56.Era nel tempo de le bionde spiche,
quando il Pianeta fervido di Delo
i raggi a piombo in su le piagge apriche
non vibra no, ma fulmina dal cielo.
Il bel Garzon fra molte querce antiche,
che tessean di folt’ombra un verde velo,
dopo lungo cacciar stanco ne venne,
e ’l domestico suo dietro gli tenne.

57.Or mentre il Cervo pasce, ed egli porge
riposo ai membri in mezo a la foresta,
erger vago Fagian non lunge scorge
fuor d’una macchia la purpurea testa.
Prende l’arco pian pian, da l’erba sorge,
e ’l miglior stral de la faretra appresta.
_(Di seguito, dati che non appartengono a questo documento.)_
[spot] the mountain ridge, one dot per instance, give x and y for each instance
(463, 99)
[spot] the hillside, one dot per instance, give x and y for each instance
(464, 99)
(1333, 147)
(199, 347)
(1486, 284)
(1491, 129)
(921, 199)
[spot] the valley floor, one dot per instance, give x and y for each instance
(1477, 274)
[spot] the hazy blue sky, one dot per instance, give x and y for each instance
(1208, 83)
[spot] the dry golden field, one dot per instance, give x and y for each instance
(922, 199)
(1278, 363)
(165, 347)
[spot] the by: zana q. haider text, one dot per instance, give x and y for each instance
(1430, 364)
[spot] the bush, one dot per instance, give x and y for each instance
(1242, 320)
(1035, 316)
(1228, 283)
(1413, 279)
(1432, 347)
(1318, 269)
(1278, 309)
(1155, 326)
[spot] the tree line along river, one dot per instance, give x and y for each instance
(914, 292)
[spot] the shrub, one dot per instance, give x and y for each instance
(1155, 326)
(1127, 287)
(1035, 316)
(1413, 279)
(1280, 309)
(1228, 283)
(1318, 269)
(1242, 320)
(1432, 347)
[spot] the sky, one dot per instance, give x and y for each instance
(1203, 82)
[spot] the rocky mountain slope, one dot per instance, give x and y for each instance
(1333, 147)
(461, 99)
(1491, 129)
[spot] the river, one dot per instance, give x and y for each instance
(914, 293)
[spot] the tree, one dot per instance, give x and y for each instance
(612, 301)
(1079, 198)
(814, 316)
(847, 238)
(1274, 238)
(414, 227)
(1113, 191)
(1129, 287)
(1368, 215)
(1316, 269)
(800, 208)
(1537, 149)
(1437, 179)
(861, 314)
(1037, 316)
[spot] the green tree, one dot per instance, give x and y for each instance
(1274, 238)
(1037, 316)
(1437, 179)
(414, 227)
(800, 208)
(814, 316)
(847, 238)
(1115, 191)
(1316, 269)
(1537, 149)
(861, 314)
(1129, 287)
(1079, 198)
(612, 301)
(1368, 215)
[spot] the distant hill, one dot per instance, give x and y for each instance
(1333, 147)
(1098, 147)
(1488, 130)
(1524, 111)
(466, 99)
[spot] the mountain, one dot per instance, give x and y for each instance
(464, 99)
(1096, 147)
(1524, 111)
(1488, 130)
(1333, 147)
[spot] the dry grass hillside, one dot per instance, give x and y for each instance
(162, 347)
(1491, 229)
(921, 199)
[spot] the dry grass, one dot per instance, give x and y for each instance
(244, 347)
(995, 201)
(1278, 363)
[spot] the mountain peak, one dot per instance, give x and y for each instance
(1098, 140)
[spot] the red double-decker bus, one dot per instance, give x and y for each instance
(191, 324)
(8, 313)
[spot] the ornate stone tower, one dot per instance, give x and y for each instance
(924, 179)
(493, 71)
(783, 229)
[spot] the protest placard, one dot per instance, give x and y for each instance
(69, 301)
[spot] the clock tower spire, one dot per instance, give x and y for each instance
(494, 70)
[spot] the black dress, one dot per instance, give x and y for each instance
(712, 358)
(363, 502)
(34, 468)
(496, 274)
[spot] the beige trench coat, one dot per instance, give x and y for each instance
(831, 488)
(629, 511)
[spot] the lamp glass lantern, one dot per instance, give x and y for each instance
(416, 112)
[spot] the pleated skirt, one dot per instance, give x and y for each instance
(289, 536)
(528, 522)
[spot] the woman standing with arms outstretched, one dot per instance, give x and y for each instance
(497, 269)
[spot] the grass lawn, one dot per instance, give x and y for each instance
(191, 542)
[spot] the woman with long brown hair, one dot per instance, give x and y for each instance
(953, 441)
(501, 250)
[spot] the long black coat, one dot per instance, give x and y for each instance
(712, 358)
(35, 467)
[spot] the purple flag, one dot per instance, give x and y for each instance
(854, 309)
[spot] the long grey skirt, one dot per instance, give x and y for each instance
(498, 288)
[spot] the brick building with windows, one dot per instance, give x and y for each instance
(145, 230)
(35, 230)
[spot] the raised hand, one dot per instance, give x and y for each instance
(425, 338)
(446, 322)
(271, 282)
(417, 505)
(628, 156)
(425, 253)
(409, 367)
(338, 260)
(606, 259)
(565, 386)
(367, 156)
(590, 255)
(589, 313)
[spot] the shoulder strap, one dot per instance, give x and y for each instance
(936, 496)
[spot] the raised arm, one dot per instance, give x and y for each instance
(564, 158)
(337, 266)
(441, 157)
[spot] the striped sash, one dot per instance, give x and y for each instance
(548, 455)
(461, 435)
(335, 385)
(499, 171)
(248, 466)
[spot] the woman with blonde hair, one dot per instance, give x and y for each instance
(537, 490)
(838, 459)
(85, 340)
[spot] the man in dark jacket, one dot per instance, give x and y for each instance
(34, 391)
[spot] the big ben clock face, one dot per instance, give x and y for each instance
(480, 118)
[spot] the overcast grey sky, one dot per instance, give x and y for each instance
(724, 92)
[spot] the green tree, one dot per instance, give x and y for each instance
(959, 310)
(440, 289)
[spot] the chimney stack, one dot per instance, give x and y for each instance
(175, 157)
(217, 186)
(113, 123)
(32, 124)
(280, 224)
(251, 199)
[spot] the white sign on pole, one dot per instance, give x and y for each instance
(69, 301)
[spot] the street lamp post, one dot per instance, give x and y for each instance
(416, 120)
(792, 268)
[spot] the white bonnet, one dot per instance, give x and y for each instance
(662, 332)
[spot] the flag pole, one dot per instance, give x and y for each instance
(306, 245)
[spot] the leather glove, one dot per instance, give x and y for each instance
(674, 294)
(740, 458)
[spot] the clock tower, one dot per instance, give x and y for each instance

Tende prima la corda, indi l’allenta,
e la canna ferrata innanzi aventa.

58.Dove l’Arcier l’invia, lo stral protervo,
ma dov’ei non vorrebbe, i vanni affretta.
Dopo quel cespo il suo diletto Cervo
erasi posto a ruminar l’erbetta.
Onde scagliato dal possente nervo,
il fianco inerme al misero saetta.
Pènsati tu, s’a la mortal ferita
cade, e ’n vermiglio umor versa la vita!